Produzido originalmente para o jornal Tribuna de Minas.

     O preço médio da gasolina no Estado de Minas Gerais, em outubro deste ano, foi o quarto mais alto do Brasil, ficando atrás apenas do Acre, Rio de Janeiro e Tocantins. Apesar do preço do litro da gasolina nas refinarias ter caído de R$ 2,21 para R$ 1,86 entre setembro e outubro, o preço médio do combustível em Minas aumentou de R$ 4,90 para R$ 4,95 no mesmo período, segundo dados da Agência Nacional de Petróleo, Gás Natural e Biocombustíveis (ANP).

     Para o gás de cozinha, apesar do aumento do preço ao distribuidor, o repasse ao consumidor continuou praticamente estável. Segundo a demonstração de preços de venda às distribuidoras fornecido pela Petrobras, o preço do botijão subiu de R$ 23,10 em julho para R$ 25,07 no início de novembro, uma variação de 8,53%. Para o consumidor final, segundo a ANP, o preço médio do produto teve uma alta de 0,33% no mesmo período, indo para R$ 70,37, um aumento bem menor que o observado nas distribuidoras.
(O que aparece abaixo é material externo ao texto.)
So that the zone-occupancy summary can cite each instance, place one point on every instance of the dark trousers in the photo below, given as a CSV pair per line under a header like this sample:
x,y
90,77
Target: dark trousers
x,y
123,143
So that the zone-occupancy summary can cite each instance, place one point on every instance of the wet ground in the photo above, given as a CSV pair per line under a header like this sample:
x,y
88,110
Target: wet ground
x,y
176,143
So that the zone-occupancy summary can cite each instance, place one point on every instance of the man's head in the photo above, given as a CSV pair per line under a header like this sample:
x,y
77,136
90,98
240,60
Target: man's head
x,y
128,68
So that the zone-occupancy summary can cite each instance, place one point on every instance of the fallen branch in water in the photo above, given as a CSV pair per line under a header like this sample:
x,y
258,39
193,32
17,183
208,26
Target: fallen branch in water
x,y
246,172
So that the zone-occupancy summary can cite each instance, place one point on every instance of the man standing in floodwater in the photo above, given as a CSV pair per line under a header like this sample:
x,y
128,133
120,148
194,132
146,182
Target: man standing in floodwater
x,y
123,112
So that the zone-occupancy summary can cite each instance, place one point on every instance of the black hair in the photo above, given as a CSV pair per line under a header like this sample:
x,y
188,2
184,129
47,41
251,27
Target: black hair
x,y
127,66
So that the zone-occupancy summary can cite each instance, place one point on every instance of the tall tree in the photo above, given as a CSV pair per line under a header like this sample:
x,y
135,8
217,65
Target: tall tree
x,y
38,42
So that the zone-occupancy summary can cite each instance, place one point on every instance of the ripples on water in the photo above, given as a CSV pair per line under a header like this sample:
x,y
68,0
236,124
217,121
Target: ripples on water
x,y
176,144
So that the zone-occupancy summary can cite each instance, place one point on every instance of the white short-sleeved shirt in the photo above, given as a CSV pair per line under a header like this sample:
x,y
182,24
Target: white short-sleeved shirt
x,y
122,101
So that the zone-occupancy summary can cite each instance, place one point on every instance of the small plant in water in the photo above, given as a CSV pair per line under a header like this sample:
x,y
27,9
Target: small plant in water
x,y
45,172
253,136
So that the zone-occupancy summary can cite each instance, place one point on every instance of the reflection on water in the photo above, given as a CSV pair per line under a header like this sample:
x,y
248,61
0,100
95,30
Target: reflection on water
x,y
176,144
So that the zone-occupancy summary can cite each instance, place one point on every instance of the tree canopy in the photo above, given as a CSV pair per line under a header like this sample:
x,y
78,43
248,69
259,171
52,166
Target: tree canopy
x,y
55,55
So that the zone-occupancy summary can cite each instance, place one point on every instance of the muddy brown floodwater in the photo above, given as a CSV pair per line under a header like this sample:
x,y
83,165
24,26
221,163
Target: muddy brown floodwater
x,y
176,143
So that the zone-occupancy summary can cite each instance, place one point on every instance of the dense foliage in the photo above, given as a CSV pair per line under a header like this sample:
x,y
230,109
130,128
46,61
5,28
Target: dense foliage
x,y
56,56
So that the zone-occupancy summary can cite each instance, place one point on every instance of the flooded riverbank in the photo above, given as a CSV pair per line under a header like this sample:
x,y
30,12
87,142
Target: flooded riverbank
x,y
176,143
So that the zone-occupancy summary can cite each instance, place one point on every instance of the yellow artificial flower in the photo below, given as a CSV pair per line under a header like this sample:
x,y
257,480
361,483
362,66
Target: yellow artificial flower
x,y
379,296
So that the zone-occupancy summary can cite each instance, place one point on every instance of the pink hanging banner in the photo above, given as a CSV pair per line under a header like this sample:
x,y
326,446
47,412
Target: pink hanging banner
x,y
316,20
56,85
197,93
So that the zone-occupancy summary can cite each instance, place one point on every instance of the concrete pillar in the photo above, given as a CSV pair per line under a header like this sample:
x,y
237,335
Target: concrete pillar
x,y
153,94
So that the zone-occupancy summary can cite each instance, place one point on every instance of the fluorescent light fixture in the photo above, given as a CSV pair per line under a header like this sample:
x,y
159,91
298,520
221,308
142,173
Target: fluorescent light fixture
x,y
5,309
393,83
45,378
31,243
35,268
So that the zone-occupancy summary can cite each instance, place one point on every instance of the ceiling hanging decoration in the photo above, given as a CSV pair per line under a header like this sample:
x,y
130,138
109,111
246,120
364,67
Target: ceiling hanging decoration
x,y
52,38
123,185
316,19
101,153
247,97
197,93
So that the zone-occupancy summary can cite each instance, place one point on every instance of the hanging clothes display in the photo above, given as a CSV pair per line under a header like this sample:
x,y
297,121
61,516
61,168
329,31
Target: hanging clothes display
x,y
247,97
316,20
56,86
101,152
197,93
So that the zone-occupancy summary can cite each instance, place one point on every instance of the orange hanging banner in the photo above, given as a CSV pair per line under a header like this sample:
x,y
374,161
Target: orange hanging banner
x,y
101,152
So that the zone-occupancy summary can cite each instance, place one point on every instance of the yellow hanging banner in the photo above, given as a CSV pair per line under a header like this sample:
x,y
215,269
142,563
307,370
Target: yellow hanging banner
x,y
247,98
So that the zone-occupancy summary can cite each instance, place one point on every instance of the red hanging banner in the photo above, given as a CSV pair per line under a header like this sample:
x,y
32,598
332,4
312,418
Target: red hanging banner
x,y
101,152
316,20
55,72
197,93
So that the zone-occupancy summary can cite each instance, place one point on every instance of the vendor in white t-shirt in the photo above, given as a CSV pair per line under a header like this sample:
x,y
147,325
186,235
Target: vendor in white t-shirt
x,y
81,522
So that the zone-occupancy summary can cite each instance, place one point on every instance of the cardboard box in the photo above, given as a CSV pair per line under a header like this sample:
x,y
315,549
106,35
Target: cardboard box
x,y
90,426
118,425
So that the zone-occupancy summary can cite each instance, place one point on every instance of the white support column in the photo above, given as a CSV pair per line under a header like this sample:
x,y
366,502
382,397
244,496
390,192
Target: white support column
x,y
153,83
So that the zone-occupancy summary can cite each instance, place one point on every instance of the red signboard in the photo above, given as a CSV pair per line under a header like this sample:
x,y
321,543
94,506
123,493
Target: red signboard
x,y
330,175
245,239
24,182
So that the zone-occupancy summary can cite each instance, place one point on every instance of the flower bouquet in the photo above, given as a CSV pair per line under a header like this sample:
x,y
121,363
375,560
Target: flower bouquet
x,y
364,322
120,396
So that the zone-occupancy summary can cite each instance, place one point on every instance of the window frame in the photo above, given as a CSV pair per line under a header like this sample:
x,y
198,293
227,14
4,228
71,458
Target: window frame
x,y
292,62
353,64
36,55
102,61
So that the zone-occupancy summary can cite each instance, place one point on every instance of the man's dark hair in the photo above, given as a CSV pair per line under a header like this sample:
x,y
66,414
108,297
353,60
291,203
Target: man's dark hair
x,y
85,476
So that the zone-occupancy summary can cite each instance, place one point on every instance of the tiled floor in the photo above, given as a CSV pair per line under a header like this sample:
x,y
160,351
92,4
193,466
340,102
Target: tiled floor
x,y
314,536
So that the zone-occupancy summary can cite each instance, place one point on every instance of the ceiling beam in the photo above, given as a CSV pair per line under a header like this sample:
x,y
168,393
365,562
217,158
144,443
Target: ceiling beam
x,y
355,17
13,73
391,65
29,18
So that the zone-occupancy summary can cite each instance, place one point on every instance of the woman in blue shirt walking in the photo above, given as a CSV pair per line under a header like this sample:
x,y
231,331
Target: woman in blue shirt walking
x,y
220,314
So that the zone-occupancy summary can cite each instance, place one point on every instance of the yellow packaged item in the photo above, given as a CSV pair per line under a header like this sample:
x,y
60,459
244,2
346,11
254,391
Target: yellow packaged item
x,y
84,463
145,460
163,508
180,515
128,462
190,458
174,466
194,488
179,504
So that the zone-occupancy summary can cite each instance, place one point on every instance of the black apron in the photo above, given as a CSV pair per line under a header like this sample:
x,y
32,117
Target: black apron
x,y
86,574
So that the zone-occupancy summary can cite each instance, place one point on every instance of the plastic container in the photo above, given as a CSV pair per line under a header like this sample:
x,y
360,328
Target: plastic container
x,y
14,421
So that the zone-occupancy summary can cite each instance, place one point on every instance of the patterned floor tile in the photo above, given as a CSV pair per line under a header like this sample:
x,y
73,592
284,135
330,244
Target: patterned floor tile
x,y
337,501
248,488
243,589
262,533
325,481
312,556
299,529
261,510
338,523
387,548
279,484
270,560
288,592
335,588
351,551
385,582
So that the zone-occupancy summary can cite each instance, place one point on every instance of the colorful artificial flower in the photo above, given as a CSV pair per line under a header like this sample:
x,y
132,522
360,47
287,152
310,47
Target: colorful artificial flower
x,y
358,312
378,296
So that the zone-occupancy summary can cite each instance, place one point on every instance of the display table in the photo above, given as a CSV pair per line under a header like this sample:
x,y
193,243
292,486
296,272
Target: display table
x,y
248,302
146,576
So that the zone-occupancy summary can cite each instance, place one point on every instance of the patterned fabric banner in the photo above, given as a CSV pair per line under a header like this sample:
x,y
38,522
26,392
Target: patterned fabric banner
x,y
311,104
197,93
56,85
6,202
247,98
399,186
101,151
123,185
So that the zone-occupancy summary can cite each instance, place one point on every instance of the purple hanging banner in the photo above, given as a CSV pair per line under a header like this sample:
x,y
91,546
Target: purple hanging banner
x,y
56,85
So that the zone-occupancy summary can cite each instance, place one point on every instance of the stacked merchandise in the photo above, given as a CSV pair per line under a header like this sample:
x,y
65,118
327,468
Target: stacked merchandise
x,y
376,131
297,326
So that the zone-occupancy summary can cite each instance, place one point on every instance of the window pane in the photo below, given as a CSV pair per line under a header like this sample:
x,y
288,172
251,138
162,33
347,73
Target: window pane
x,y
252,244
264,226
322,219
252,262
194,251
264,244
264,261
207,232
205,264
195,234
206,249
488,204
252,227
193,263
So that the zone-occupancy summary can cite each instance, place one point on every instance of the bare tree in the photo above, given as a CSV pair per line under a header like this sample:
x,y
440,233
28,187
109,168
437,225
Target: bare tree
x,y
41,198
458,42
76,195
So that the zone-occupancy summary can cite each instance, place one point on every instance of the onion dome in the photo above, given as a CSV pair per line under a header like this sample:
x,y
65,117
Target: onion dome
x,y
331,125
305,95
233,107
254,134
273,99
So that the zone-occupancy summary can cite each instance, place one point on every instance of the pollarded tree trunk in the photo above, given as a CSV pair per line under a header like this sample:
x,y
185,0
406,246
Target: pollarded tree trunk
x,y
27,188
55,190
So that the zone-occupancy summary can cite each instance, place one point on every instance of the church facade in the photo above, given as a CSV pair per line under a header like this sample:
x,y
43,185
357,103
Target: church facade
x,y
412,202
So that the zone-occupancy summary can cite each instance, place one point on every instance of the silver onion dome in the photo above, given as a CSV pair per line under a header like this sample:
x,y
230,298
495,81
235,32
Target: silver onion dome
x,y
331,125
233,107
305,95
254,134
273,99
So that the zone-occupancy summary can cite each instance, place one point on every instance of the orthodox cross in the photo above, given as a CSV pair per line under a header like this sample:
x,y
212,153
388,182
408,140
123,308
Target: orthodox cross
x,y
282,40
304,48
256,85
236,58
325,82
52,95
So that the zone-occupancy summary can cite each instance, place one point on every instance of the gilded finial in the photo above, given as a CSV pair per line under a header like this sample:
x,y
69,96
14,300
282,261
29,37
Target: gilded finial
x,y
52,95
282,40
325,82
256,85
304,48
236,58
     Esta oscilação nos preços deve-se a dois fatores: o custo do transporte, que subiu desde a greve dos caminhoneiros, e a carga tributária. Os valores praticados pela Petrobras correspondem a aproximadamente 35% do preço final da gasolina e do gás de cozinha e, no caso da gasolina, outros 31% devem-se aos impostos, de acordo com os dados da ANP para setembro. Para o gás de cozinha, os impostos são menores, cerca de 15%. No que diz respeito aos custos de transporte e distribuição, estes são mais caros para o gás do que para a gasolina, representando, respectivamente, 24,1% e 4,1% do valor final. Da parcela de impostos, o que mais impacta o preço final dos dois bens é o Imposto sobre Circulação de Mercadorias e Serviços (ICMS), sendo responsável por mais da metade de toda a carga tributária que incide sobre ambos e, em Minas, representa 16% do seu preço final, isto é, dos R$ 4,95 pagos pelo litro da gasolina, cerca de R$ 0,80 são de ICMS.

     O mês de novembro vem demonstrando uma estabilização no valor da gasolina, enquanto o preço do gás de cozinha ainda vem em alta. Os dados divulgados pela ANP da segunda semana de novembro mostram o preço médio da gasolina em Minas Gerais ainda em R$ 4,95, enquanto que o do gás de cozinha subiu para R$ 70,60. Apesar das quedas no preço das refinarias, o preço do transporte continua estável, e dado a isto a mudança no preço do gás de cozinha ocorre com menor frequência do que a gasolina. Uma queda nos preços para o consumidor final depende de mais fatores com menor grau de variação, como impostos e custos de distribuição. O ICMS de Minas Gerais é um dos mais altos do Brasil, e o uso extensivo do modal rodoviário faz com que os custos de transporte tenham cada vez menos margem de negociação. Discutir estes dois aspectos no estado de Minas seria um bom primeiro passo para gerar não só redução nos preços do gás de cozinha e da gasolina, mas também em outros bens cujos custos impactam diariamente o cidadão mineiro.